For me, this is their absolute zenith. All bands have a point at which everything comes sharply into focus; they leap several levels without trying, where they hit the button and accelerate into hyperspace. The first two tracks of the trilogy, “The Wonder” and “Hyperstation,” you can use as a soundtrack to describe the journey of a life, or the narrative of an acid trap, or… You get the idea. It’s epic stuff: brutal, doomy, but also hauntingly melodic and moving. A major influence on the sound of Jesus Jones and an album that’s lodged in my soul forever.

5

Molten Beats, RAM Trilogy

Molten Beats is an immaculate snapshot of a period in time, a time in the mid-to-late ’90s when the feebleness of Britpop was being highlighted by the heavyweight rock ‘n roll of drum ’n’ bass.
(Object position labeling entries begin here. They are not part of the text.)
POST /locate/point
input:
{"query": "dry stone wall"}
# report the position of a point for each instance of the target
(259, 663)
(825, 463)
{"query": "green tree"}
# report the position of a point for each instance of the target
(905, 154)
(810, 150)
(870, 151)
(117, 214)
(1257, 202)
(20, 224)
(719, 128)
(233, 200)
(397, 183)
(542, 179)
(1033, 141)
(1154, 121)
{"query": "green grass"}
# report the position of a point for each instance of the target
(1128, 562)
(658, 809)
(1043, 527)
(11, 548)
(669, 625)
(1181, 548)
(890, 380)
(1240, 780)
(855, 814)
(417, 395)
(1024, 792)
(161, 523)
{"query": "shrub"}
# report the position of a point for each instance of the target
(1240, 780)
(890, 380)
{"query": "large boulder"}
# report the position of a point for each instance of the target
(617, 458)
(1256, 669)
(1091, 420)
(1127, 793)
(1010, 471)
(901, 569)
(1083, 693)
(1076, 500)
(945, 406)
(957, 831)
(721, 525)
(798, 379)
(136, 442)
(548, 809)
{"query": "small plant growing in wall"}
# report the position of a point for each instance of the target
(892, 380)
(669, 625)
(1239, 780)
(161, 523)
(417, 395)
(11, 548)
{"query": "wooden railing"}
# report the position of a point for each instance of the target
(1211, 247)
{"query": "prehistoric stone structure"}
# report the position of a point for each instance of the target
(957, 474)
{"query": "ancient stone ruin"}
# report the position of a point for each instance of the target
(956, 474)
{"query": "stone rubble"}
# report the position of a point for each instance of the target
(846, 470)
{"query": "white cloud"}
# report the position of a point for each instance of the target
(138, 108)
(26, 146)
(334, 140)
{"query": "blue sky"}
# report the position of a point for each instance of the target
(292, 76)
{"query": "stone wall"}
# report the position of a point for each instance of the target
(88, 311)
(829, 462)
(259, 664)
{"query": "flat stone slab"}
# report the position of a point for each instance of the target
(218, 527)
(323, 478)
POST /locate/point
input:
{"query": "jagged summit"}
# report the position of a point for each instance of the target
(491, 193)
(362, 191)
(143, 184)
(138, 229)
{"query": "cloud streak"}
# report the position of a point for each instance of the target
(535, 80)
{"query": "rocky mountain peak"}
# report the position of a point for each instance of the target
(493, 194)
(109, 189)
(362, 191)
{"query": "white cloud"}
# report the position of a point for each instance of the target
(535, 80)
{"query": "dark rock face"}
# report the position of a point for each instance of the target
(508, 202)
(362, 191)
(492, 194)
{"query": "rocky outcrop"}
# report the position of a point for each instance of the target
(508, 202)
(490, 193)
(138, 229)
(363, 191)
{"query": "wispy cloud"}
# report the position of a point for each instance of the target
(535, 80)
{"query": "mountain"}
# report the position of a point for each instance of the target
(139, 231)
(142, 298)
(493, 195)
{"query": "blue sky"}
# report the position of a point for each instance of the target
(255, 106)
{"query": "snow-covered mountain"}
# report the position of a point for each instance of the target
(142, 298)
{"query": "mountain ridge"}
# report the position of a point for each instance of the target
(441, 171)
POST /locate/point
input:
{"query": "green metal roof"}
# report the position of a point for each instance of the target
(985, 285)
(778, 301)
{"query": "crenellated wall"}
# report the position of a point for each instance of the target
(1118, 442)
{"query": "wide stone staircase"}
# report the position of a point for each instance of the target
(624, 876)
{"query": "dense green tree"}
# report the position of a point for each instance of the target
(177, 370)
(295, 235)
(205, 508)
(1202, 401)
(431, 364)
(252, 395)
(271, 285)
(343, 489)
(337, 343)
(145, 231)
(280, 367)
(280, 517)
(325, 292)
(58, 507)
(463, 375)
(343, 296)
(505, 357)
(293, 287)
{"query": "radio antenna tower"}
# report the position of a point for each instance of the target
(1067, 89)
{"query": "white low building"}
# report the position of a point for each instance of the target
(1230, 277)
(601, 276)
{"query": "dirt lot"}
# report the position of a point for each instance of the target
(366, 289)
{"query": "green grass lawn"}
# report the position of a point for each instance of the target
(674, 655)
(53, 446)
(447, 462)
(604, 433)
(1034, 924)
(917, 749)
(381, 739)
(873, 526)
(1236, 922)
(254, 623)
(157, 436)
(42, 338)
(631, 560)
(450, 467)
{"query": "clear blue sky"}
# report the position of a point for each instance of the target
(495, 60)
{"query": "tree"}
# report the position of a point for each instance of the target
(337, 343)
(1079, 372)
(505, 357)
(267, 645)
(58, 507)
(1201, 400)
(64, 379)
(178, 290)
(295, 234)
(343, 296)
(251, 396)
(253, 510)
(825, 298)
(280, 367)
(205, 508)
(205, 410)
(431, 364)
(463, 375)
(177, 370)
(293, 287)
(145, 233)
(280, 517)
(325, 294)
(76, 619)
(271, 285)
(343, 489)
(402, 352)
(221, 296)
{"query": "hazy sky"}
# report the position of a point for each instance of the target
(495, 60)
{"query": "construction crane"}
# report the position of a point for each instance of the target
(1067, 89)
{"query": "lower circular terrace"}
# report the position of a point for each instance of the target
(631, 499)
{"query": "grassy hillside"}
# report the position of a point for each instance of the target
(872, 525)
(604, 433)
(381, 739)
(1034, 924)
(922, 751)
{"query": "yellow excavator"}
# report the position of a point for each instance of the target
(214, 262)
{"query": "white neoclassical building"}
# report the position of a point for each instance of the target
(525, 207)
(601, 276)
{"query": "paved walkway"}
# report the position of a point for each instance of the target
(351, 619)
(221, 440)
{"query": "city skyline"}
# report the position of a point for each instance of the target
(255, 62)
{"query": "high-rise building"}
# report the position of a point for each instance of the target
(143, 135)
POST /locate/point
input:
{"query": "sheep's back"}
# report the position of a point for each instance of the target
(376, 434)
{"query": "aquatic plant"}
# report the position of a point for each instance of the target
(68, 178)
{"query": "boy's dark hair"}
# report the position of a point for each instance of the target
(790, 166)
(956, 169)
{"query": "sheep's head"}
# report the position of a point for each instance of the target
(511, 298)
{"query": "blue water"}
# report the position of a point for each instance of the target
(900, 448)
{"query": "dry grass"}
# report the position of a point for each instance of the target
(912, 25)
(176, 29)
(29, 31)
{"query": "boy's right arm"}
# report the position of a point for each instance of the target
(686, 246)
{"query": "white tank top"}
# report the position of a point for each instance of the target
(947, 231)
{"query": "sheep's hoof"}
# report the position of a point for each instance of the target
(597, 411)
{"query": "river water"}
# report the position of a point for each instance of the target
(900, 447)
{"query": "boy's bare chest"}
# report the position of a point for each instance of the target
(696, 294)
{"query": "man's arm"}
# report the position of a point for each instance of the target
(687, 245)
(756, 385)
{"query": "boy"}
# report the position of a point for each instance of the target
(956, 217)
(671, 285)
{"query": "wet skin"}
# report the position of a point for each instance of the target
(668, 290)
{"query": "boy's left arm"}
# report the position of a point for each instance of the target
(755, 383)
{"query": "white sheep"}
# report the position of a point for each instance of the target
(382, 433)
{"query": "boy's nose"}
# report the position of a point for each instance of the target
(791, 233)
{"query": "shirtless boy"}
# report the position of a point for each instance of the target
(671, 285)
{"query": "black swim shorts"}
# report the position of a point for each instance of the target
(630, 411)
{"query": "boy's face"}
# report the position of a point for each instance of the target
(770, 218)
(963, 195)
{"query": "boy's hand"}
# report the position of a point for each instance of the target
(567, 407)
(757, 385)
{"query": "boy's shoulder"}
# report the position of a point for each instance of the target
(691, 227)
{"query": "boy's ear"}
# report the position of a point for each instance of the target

I’d already come through a period of hearing music the like of which I’ve never heard before, week after week in Techno clubs, but going to Metalheadz at the Blue Note in Hoxton every week, you could experience music that you felt—violently—with bass so massive and tweaked that it would shake your internal organs. For a musician, having a form of music that escaped one dimension and smashed another was mind-boggling, thrilling. This is not to denigrate it, but for me, there is a straight line between being an AC/DC fan and loving drum ’n’ bass from this era: the same beat on almost every track, the same approach that bordered on formulaic—all of which was rendered utterly irrelevant by this tsunami of sound made physical. Molten Beats has track after track after track that nailed this, that featured in those Blue Note nights. And I still hanker after snare drums that sound like dustbin lids.